Many African churches remain deeply hostile to gay people.

“Where the protesters are, in some parts of Africa or in other parts of the Anglican Communion today, is where this church and this society we live in was 50 years ago, and for us to assume that people can move that distance in a year or in a relatively instantaneous manner is perhaps faithless,” Bishop Jefferts Schori told The Boston Globe.

“That kind of movement and development has taken us a good deal of pain and energy over 40 or 50 years, and I think we have to make some space so that others can make that journey as well.”

The decision of New Hampshire Anglicans to appoint out gay man Gene Robinson as their bishop in 2003 caused serious divisions.

Bishop Jefferts Schori’s appointment as head of the US Anglican communion last year caused even more tension, exacerbated by her support of Bishop Robinson and civil partnerships.

At the Anglican Primates meeting in Dar Es Salaam, Tanzania, in February seven archbishops who claim to represent more than 30 million Anglicans refused to take Communion with Bishop Jefferts Schori.

Many on both sides of the divide are openly talking about a schism.

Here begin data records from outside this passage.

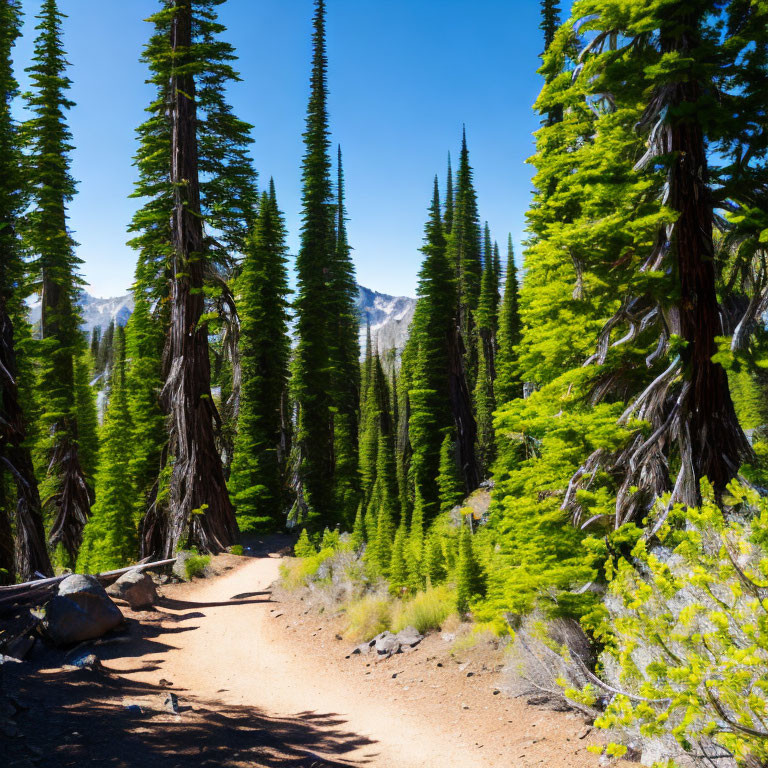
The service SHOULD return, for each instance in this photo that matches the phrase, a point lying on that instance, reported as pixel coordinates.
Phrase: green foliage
(398, 568)
(449, 480)
(698, 616)
(53, 271)
(87, 419)
(110, 536)
(427, 610)
(195, 566)
(470, 580)
(325, 371)
(304, 547)
(367, 618)
(257, 479)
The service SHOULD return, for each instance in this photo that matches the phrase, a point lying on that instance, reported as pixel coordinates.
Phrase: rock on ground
(82, 610)
(136, 588)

The spiritual leader of the world’s 77 million Anglicans, the Archbishop of Canterbury, has attempted to steer a course through the row.

Earlier this month Archbishop Rowan Williams said that the Biblical passage most commonly used to condemn homosexuality, an extract from Saint Paul’s Epistle to the Romans, was in fact meant to warn Christians not to be self-righteous in the face of others’ sin.

“Many current ways of reading miss the actual direction of the passage,” he said.

“Paul is making a primary point not about homosexuality but about the delusions of the supposedly law-abiding,” he added.

His comments constituted a direct attack on conservative bishops who have been using the Bible to try to force pro-gay Anglican communities out of the Anglican Communion.